El abuso del alcohol no favorece el placer sexual. Bien al contrario, al no tener el control absoluto mental y físico, impide un correcto y saludable coito, favorece la agresividad y todo tipo de enfermedades. Entre ellas, dolencias graves de impotencia y disminución de las facultades sensuales y anímicas.

El alcohol, como los demás tóxicos, tales como el tabaco, marihuana o cocaína, y todo tipo de drogas, afecta mucho a la sexualidad. A nivel cerebral, actúa sobre el lóbulo frontal, alterando la capacidad de juicio y autocontrol.

Y modifica, en consecuencia, la percepción sensorial, los estímulos sexuales y la conducta del individuo. Un alcoholismo crónico produce polineuritis de los nervios periféricos y afecta al árbol vascular.

Naturalmente, es preciso distinguir entre una intoxicación etílica leve y otra crónica, mucho más grave. Clínicamente, se mide por la concentración de alcohol en la sangre, que puede ir desde mareos y molestias ligeras, hasta pérdida de la consciencia y un profundo estado de coma.

La relación dosis-efectos depende de cada individuo en cuestión, de las características del organismo, de las costumbres y de la calidad de vida. Hay personas que aguantan bastante ingestión de alcohol y otras que no lo toleran en absoluto.

Un potente desinhibidor

En general, su abuso desinhibe y dificulta el contacto social. Aunque en principio el alcohol ayuda a las personas tímidas y retraídas, tornándolas más abiertas y conversadoras, lo cierto es que las lesiones son bastante nocivas y acaban en depresiones profundas, dolencias digestivas y neurológicas.

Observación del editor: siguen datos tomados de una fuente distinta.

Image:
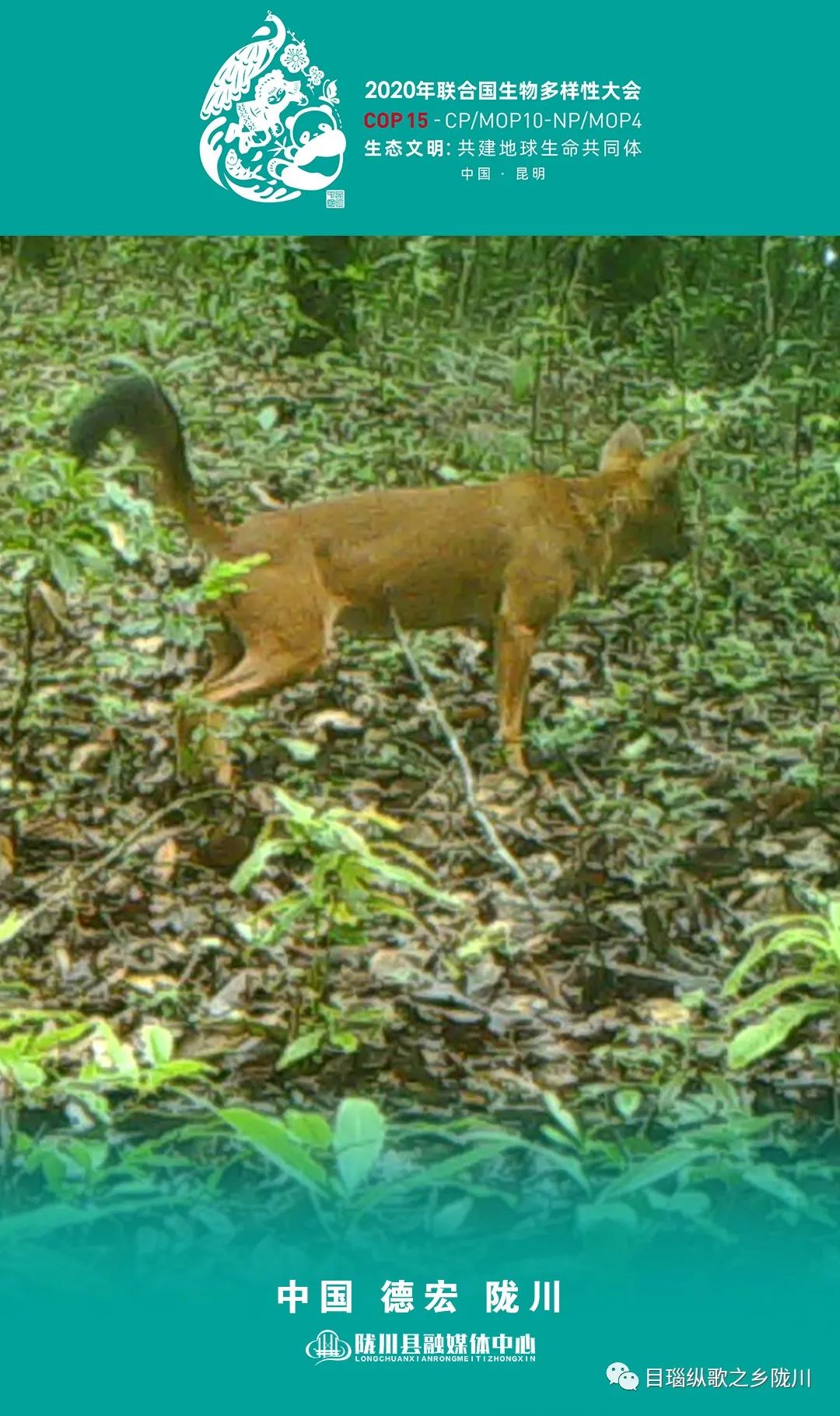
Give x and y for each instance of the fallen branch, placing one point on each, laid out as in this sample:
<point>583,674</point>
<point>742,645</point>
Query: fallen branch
<point>16,922</point>
<point>467,773</point>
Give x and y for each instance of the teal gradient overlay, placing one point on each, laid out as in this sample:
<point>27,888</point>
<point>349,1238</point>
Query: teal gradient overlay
<point>738,117</point>
<point>208,1333</point>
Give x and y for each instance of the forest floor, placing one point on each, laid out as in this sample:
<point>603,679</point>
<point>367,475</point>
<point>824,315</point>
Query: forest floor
<point>684,727</point>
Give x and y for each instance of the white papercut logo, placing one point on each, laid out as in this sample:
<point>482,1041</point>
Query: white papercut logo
<point>327,1347</point>
<point>271,125</point>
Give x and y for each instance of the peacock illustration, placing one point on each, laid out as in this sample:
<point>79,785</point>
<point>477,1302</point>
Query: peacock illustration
<point>260,119</point>
<point>238,72</point>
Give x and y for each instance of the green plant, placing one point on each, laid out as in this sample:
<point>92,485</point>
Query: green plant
<point>810,946</point>
<point>348,881</point>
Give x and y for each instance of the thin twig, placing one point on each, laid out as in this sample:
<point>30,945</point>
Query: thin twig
<point>61,896</point>
<point>469,782</point>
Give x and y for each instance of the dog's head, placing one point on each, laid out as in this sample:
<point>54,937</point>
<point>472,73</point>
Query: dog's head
<point>645,495</point>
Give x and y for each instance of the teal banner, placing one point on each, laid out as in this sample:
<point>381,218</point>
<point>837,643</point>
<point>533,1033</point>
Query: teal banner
<point>436,119</point>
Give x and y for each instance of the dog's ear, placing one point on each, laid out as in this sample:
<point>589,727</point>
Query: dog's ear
<point>624,450</point>
<point>663,466</point>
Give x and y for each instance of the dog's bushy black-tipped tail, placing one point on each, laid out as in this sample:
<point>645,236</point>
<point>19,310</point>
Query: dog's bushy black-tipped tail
<point>139,408</point>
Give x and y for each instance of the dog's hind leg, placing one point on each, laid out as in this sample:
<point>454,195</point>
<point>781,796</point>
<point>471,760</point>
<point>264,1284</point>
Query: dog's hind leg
<point>515,649</point>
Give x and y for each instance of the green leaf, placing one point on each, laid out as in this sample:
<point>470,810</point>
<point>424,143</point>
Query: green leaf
<point>267,418</point>
<point>761,1038</point>
<point>359,1136</point>
<point>302,1046</point>
<point>628,1102</point>
<point>12,925</point>
<point>299,749</point>
<point>650,1172</point>
<point>771,990</point>
<point>254,865</point>
<point>308,1127</point>
<point>523,378</point>
<point>64,570</point>
<point>564,1119</point>
<point>272,1141</point>
<point>159,1044</point>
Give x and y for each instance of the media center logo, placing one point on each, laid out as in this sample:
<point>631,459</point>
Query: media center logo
<point>272,131</point>
<point>327,1347</point>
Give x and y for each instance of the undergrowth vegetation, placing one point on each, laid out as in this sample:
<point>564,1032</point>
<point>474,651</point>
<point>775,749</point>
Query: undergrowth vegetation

El deseo sexual puede ser más activo, más proclive al "flirteo" o actitudes seductoras como mayores risas, caricias, etc. Pero el placer auténtico no se logra con ingestión masiva de alcohol y puede interferir en alcanzar el orgasmo.

En los varones, el alcohol provoca problemas de impotencia y puede influir en la dificultad de la erección, así como en eyaculación precoz o muy tardía, en virtud de las características de cada hombre, ya que a nivel plasmático hay un descenso de la testosterona.

En las mujeres, favorece la pérdida de la menstruación, inflamación de la vagina, falta de lubricación e irritaciones genitales. La capacidad para la penetración y el orgasmo también se ven alterados.

Para evitar estas disfunciones sexuales es preciso que el coito no esté muy ligado al episodio alcohólico. El descontrol físico y psíquico altera las relaciones interpersonales, provoca lesiones neurológicas, en los testículos y nervios periféricos.

Alteraciones hormonales, amenorrea y falta de libido son efectos en la mujer alcohólica, así como dolencias en el hígado, uno de los órganos que más sufre con el abuso del alcohol, hasta producir una cirrosis hepática.

En general, la ingesta masiva de alcohol no es una buena combinación para el sexo, sino más bien una mezcla nociva y explosiva. Las "alegrías" momentáneas dan paso a una bajada del deseo, impotencia, infertilidad y trastornos en el apetito sexual.

Naturalmente, todos estos síntomas se producen cuando se toma en dosis numerosas y continuadas. Como en todo, el signo de la mesura es básico para un sexo placentero y saludable.